Automation solutions such as collaborative mobile robots reduce picking errors, reduce the time required to fulfill an order, and reduce the walking distance for employees. These advantages enable warehouse workers to work more efficiently and get more done in less time. For example, collaborative robots like Chuck by 6 River Systems guide workers through each task by navigating to appropriate picking locations and displaying items and quantities to be picked up, keeping them on task. Chuck uses artificial intelligence and machine learning to prioritize work based on current conditions on the warehouse floor, group similar tasks together, and optimize picking routes in real-time. 6 River Systems’ solution increases the business of human partners by improving resource use and increasing productivity 2-3x for better cost efficiency.

Implementation Of A Continuous Process Of improvements

The implementation of disruptive technology can lead to improvements in the supply chain. But as the name suggests, it is devastating and can be a costly endeavor. On the other hand, agile process improvements aim at the continuous and gradual improvement of processes.

The full impact of the agile process cannot be experienced on the first day. Over time, small incremental improvements turn into big changes. The advantage of an agile mindset is the low cost and low disruption required to implement incremental changes. Because those involved in the process lead agile developments, employees have a greater sense of ownership in the process and are more likely to embrace change. “Staying agile through disruption requires countermeasures of cost, strategy, and capability,” explains Gartner. “The best performers challenge conventional thinking during disruptions, and the most successful take risks in those turns. Supply chain leaders prepare for turns and lead systems, processes, and decision-making with agility.”

Consider cost drivers and business impacts in-depth

To achieve maximum supply chain value, you need to be aware of supply chain cost drivers and their business implications. Rising costs are symptoms of troubled cost drivers. Address root causes rather than surface symptoms to build a robust and cost-effective supply chain.

For example, labor costs may increase in a warehouse. However, this may only be a symptom of an underlying cause, such as an increase in aggregation errors or suboptimal aggregation paths. Replacing workers with lower-paid workers is to treat the symptom without addressing the root cause and may make the situation worse. Collaborative mobile robots enable warehouse workers to work more accurately and efficiently by addressing root causes by improving picking accuracy and optimizing picking routes in real-time to reduce unnecessary walking. Warehouse workers do more work in less time for a net positive effect on labor costs.

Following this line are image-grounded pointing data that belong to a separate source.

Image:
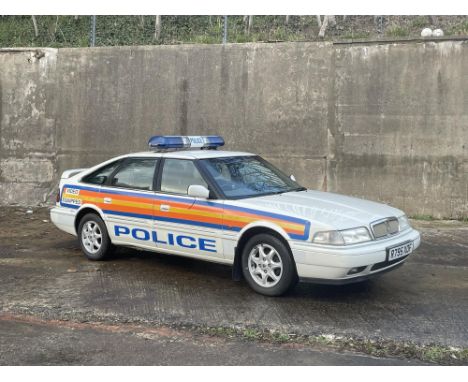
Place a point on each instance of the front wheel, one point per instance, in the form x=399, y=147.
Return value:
x=93, y=236
x=268, y=266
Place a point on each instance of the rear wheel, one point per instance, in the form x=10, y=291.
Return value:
x=93, y=237
x=268, y=266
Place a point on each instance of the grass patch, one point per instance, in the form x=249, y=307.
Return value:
x=423, y=217
x=356, y=36
x=420, y=22
x=432, y=353
x=397, y=31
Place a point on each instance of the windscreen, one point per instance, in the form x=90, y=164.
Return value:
x=248, y=176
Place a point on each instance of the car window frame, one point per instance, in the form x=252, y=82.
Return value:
x=108, y=182
x=213, y=188
x=221, y=192
x=117, y=161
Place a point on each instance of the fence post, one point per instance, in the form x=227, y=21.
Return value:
x=93, y=31
x=225, y=30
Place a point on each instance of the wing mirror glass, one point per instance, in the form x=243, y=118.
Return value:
x=197, y=191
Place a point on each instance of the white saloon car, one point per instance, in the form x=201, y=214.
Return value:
x=187, y=198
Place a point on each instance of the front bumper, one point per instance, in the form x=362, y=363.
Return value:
x=64, y=219
x=331, y=265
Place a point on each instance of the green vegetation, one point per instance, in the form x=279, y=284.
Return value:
x=397, y=31
x=423, y=217
x=431, y=353
x=420, y=22
x=74, y=31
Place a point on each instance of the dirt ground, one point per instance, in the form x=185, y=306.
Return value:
x=56, y=307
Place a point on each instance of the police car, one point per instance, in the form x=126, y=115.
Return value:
x=187, y=198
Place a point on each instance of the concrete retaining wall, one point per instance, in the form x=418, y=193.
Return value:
x=387, y=122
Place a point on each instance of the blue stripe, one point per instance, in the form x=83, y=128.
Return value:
x=306, y=223
x=171, y=220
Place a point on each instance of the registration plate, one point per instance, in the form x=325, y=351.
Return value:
x=401, y=250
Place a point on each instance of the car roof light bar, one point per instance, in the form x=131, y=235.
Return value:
x=178, y=142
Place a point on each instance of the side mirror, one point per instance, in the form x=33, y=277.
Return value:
x=198, y=191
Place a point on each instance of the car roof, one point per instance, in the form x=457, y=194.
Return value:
x=189, y=154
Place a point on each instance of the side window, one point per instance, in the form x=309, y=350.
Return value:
x=135, y=173
x=178, y=175
x=100, y=176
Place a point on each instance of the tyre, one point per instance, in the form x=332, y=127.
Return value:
x=268, y=266
x=93, y=237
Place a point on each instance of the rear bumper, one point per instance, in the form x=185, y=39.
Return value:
x=64, y=219
x=331, y=265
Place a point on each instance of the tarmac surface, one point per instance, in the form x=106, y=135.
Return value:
x=48, y=287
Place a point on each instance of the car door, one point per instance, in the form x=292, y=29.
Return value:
x=128, y=199
x=184, y=224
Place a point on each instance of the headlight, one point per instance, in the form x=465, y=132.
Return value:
x=348, y=236
x=403, y=223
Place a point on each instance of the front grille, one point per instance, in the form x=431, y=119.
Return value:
x=387, y=263
x=384, y=228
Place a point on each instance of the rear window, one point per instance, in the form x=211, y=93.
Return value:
x=135, y=173
x=101, y=175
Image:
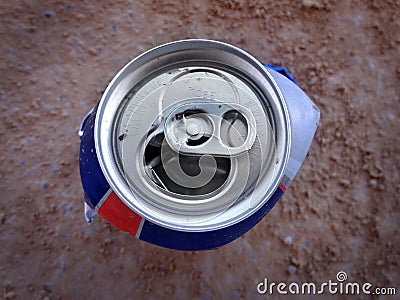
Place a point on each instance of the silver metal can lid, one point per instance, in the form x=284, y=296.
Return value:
x=193, y=135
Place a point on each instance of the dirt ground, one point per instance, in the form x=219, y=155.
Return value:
x=341, y=213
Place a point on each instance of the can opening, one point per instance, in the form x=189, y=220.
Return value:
x=155, y=168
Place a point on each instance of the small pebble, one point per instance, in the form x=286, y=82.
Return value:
x=287, y=240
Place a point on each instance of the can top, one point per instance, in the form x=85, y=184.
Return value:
x=193, y=135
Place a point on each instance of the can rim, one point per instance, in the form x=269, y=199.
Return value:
x=102, y=134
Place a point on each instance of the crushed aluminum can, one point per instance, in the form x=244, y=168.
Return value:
x=192, y=143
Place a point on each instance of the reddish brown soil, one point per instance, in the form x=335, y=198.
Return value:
x=342, y=211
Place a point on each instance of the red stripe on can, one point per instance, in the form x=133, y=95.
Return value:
x=118, y=214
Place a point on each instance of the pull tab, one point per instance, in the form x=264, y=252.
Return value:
x=210, y=128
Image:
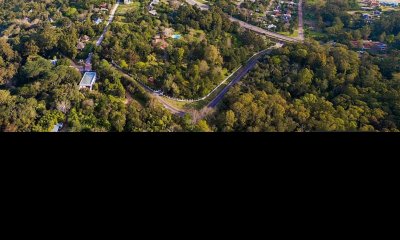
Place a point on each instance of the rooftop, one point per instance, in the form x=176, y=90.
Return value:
x=88, y=79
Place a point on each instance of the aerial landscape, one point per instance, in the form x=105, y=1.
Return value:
x=199, y=66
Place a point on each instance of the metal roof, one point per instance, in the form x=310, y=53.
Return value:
x=88, y=79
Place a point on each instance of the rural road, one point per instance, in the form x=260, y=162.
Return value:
x=248, y=26
x=301, y=23
x=241, y=73
x=101, y=38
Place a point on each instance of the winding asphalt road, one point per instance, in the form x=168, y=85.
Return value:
x=101, y=38
x=259, y=30
x=241, y=73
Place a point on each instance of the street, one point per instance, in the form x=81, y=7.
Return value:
x=250, y=65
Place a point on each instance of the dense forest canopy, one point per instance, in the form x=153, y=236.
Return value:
x=323, y=84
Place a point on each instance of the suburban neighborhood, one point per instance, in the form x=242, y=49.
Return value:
x=200, y=66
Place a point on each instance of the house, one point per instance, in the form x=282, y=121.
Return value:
x=168, y=32
x=98, y=21
x=54, y=62
x=57, y=127
x=88, y=80
x=84, y=39
x=158, y=41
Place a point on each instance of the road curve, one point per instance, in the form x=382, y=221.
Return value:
x=245, y=69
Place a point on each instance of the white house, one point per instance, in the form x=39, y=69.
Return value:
x=88, y=80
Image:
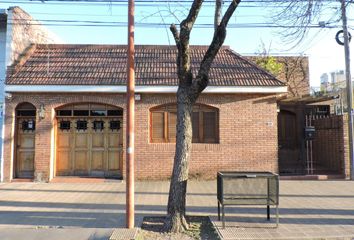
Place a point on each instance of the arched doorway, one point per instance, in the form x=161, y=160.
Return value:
x=25, y=140
x=89, y=140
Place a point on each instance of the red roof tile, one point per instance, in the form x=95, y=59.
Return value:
x=106, y=65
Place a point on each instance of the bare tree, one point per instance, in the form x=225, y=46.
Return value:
x=218, y=13
x=189, y=89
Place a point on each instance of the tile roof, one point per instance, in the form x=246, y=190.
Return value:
x=106, y=65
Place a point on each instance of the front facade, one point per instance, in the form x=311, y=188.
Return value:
x=63, y=119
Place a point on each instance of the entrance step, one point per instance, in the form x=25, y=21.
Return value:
x=312, y=177
x=22, y=180
x=82, y=180
x=124, y=234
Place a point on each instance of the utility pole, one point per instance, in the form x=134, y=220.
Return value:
x=130, y=120
x=218, y=11
x=349, y=86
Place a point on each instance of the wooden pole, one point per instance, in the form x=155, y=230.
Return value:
x=130, y=120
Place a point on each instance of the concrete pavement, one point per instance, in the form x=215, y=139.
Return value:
x=308, y=210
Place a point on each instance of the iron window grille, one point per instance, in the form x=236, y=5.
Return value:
x=114, y=125
x=28, y=125
x=64, y=125
x=98, y=125
x=81, y=125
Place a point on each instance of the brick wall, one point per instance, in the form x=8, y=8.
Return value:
x=248, y=134
x=331, y=146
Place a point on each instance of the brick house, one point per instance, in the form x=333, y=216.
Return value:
x=65, y=113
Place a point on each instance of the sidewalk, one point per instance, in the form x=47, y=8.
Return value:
x=308, y=210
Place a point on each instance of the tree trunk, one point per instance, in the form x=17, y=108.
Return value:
x=175, y=220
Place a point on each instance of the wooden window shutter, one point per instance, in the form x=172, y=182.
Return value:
x=172, y=121
x=157, y=127
x=195, y=127
x=209, y=127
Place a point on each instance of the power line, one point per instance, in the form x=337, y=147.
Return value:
x=51, y=22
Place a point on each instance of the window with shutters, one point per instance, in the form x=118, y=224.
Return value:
x=205, y=124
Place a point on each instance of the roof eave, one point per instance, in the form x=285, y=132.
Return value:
x=139, y=89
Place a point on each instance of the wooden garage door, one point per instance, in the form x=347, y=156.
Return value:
x=89, y=145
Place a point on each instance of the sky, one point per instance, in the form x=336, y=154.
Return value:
x=250, y=29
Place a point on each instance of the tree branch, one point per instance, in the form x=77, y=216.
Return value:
x=202, y=79
x=183, y=59
x=175, y=33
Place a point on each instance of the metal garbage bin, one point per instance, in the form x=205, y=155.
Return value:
x=247, y=188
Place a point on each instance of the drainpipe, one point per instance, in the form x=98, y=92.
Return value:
x=349, y=86
x=3, y=63
x=130, y=120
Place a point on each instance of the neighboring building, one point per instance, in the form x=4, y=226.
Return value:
x=66, y=115
x=324, y=83
x=294, y=73
x=18, y=30
x=333, y=81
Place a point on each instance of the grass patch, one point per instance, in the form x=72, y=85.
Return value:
x=200, y=227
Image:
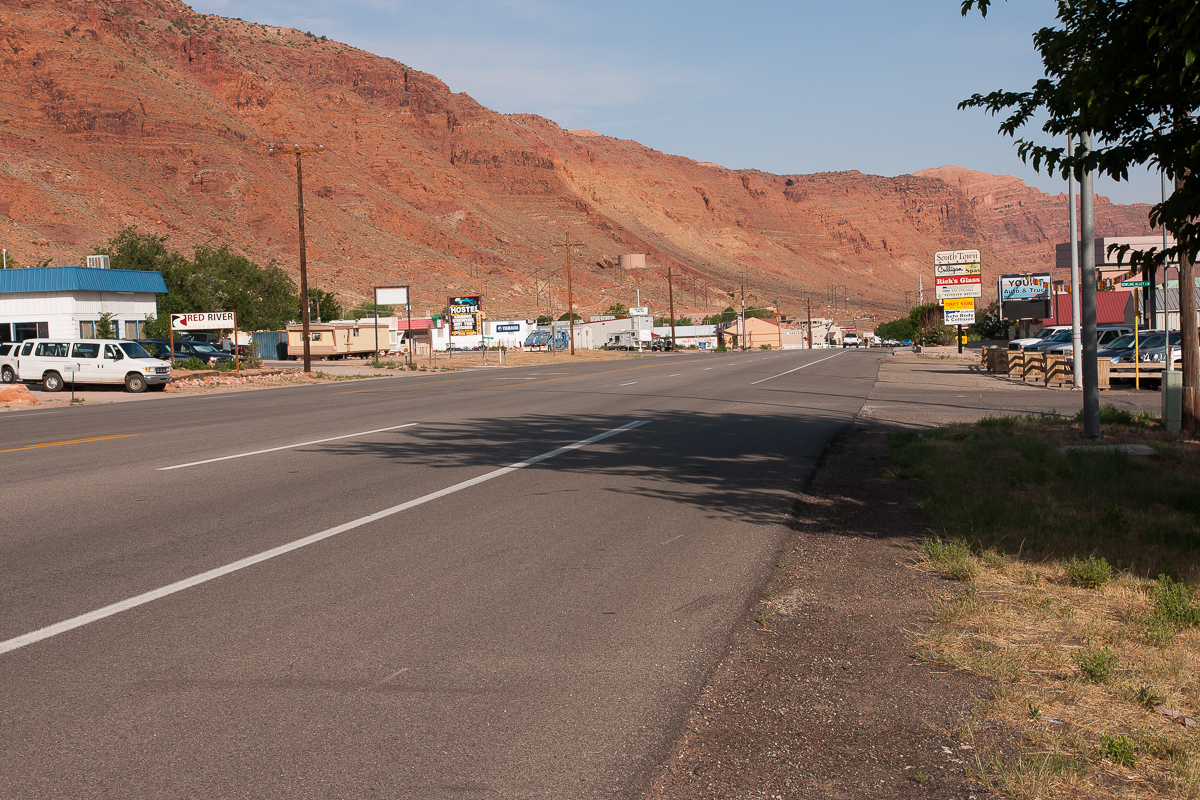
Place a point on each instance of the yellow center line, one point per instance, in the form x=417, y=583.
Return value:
x=388, y=389
x=71, y=441
x=603, y=372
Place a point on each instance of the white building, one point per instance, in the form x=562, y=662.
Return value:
x=66, y=301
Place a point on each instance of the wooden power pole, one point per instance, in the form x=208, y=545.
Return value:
x=570, y=299
x=671, y=305
x=304, y=266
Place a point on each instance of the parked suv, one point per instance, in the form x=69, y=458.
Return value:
x=54, y=362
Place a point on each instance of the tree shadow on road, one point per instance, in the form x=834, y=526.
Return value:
x=732, y=465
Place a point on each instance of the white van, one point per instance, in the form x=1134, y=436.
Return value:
x=57, y=362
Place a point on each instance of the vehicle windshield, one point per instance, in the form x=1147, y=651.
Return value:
x=1123, y=342
x=1059, y=336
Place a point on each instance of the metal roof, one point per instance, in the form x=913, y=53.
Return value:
x=79, y=278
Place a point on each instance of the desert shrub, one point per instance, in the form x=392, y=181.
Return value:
x=1090, y=573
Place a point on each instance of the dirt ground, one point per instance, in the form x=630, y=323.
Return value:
x=820, y=695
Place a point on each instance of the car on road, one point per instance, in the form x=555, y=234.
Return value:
x=57, y=362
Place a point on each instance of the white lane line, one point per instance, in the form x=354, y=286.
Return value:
x=801, y=367
x=303, y=444
x=275, y=552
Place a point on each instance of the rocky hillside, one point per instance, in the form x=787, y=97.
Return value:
x=144, y=113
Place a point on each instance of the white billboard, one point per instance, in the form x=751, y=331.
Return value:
x=391, y=295
x=203, y=322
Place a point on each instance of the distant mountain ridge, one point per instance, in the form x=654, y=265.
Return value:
x=144, y=113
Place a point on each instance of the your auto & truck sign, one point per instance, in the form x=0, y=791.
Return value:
x=957, y=274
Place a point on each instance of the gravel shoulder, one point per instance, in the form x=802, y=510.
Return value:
x=820, y=693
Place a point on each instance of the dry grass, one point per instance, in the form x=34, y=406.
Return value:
x=1032, y=638
x=1084, y=663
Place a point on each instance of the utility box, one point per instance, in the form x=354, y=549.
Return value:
x=1173, y=400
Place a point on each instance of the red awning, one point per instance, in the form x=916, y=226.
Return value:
x=1111, y=308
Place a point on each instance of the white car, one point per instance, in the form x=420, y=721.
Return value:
x=57, y=362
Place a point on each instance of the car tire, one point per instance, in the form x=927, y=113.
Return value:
x=135, y=383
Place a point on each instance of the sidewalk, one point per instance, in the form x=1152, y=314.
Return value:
x=936, y=388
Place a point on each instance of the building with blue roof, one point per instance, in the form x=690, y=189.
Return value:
x=67, y=301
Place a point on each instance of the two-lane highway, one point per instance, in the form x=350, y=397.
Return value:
x=501, y=583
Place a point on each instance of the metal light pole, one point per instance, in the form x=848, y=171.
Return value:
x=1077, y=346
x=1087, y=300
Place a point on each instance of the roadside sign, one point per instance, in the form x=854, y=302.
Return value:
x=202, y=322
x=957, y=275
x=945, y=257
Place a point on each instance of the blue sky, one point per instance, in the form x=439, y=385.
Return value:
x=781, y=85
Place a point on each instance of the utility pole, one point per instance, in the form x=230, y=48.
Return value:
x=1077, y=332
x=570, y=298
x=273, y=150
x=1189, y=411
x=743, y=331
x=671, y=304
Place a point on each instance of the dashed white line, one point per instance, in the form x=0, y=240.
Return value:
x=801, y=367
x=275, y=552
x=303, y=444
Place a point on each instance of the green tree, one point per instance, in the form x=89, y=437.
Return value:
x=213, y=280
x=323, y=305
x=928, y=325
x=105, y=328
x=1125, y=72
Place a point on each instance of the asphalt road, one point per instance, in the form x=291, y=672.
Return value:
x=287, y=594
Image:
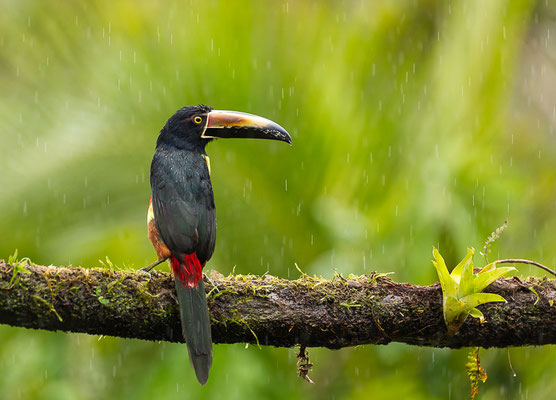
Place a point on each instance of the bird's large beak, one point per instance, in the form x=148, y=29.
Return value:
x=234, y=124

Short-term cost savings should not be achieved by sacrificing long-term goals, but companies today can benefit from technologies such as warehouse automation and artificial intelligence with a rapid return on investment. Collaborative mobile robots are a smart investment that can be easily integrated into your existing infrastructure for a lower upfront investment compared to traditional automation solutions such as conveyor systems. In fact, 6 River Systems’ solution can be implemented in eight weeks, and companies see a return on investment in as little as five months.